A Mohit Suri film works through ugliness and pain, without sparing you either and then leaves you feeling purged somehow. Suri’s latest is his most emotionally intense work. You may not agree with the violence in the film that is primarily about a journey back to faith but you cannot wash the film off your memory either. Awarapan has come from a personal place because the pain steeped songs linger as do the tortured silences of  Emran Hashmi whose underrated talent gets played like a high strung guitar through the film.
On the eve of his film’s release a few months ago, the twenty something director spoke over a long-distance telephone line about his kind of cinema.
About the edginess in his films, he says, “You would not be talking to me if I was making bubbly, candy floss cinema. My films stand out because they are edgier than the films made by other directors of my age.
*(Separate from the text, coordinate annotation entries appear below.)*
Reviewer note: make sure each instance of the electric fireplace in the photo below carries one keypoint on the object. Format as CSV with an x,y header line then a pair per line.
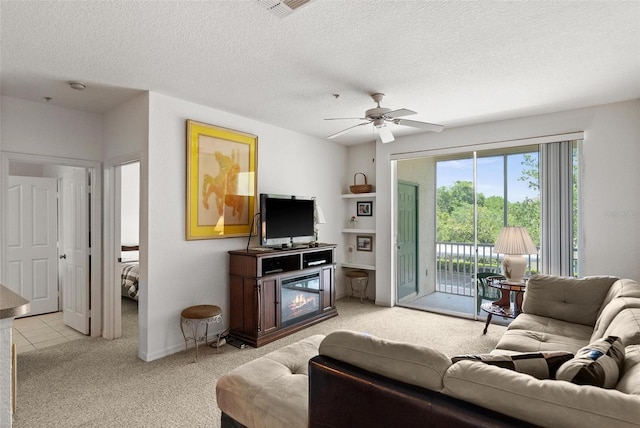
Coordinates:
x,y
300,298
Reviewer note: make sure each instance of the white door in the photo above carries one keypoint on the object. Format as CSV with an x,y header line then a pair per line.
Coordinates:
x,y
32,252
75,250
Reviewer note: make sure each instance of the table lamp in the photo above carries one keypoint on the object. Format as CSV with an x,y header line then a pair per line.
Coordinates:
x,y
514,242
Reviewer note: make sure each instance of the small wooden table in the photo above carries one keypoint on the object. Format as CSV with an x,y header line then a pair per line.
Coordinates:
x,y
502,306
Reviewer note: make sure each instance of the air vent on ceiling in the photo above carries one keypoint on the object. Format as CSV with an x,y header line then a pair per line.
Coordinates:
x,y
282,8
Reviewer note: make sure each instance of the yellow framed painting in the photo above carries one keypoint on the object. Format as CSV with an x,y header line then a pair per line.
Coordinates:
x,y
221,181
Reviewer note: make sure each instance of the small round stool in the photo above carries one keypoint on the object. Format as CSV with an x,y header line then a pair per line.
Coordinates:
x,y
195,316
358,279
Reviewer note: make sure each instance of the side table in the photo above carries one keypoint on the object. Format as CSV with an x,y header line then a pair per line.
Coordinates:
x,y
502,306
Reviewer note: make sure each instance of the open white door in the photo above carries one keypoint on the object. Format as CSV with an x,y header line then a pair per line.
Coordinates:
x,y
75,250
32,251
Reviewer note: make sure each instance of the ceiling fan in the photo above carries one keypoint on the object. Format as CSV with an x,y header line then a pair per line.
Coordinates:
x,y
379,116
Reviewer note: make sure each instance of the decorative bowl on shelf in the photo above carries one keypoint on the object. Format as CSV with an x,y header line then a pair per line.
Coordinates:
x,y
360,188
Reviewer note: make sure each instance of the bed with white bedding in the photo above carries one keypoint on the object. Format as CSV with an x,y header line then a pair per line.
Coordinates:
x,y
130,272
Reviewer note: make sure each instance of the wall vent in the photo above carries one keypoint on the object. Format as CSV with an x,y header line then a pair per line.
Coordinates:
x,y
282,8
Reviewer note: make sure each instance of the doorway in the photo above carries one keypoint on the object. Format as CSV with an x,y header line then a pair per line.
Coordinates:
x,y
127,236
407,282
52,236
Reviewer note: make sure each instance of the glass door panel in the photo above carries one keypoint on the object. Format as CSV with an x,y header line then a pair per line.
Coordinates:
x,y
463,202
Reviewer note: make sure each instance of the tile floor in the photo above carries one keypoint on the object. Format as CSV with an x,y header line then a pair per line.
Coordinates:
x,y
31,333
It is not that I don’t like happy films. I loved Lage Raho Munnabhai and Rang De Basanti but I make films I  would enjoy watching.’’
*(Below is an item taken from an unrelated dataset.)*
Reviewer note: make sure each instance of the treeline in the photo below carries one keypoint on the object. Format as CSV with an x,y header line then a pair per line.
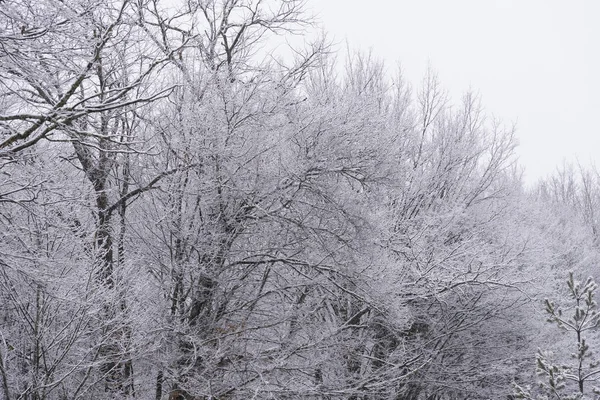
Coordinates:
x,y
188,213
Suri stands out also because unlike a lot of products from Vishesh Films, his films are not slip-shod copies of foreign DVDs.
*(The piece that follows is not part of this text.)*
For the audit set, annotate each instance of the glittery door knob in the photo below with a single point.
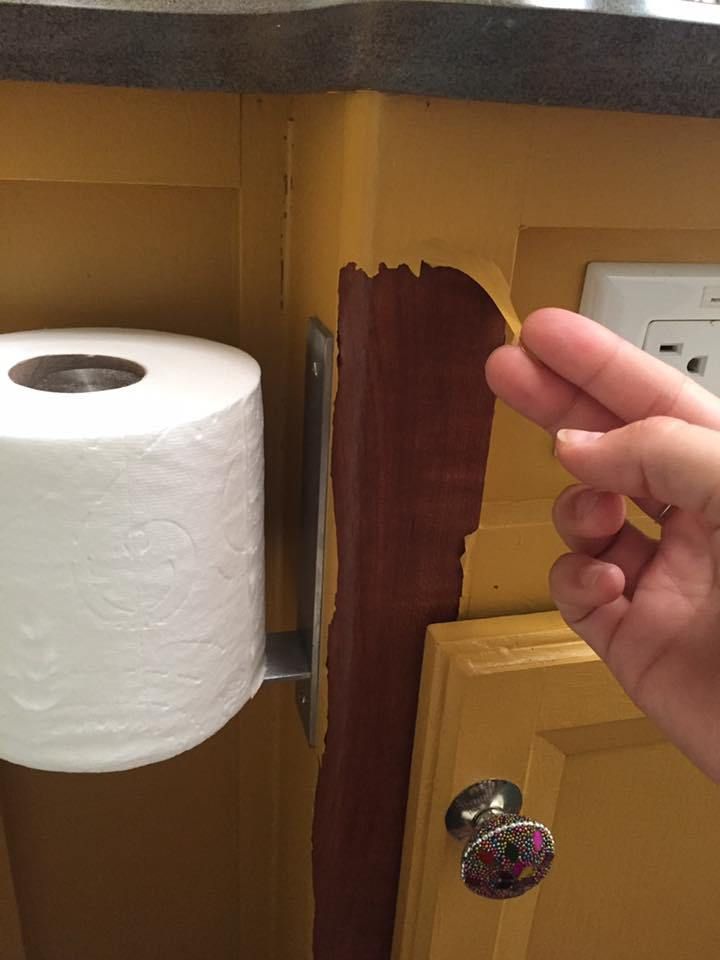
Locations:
(505, 854)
He loyally defends Mahesh Bhatt who was at one time accused of sleep walking through a dozen films on the floor despite giving Indian cinema  two of its most startlingly original works, Arth and Saraansh. Says Suri, “Mr Bhatt often says originality is all about hiding the source of your inspiration from everyone. When he was working on simultaneous films, that was the need of the hour, the prescribed path.  There are  time constraints under which people sometimes borrow ideas. I am lucky that I have the liberty and the time to work with ideas. And I don’t think Mahesh Bhatt does not have it in him anymore. I could not have asked anyone but him to write Woh Lamhe.’’
Does he think the industry is divided between producers who rule the  multiplexes with marketing blitz and those who struggle to get smaller films noticed? He responds, “I don’t believe in creating films with marketing gimmicks around big stars. I don’t mind if the money is spent on genuine films like Rang De Basanti and Munnabhai where stars have added to the film. I can’t imagine Munnabhai being played by anyone but Sanjay Dutt. But if an actor is being used only to package a film which is in turn being passed off as a serious film, I have a problem. At the end of the day, there is no division except between  popular films and unpopular films.’’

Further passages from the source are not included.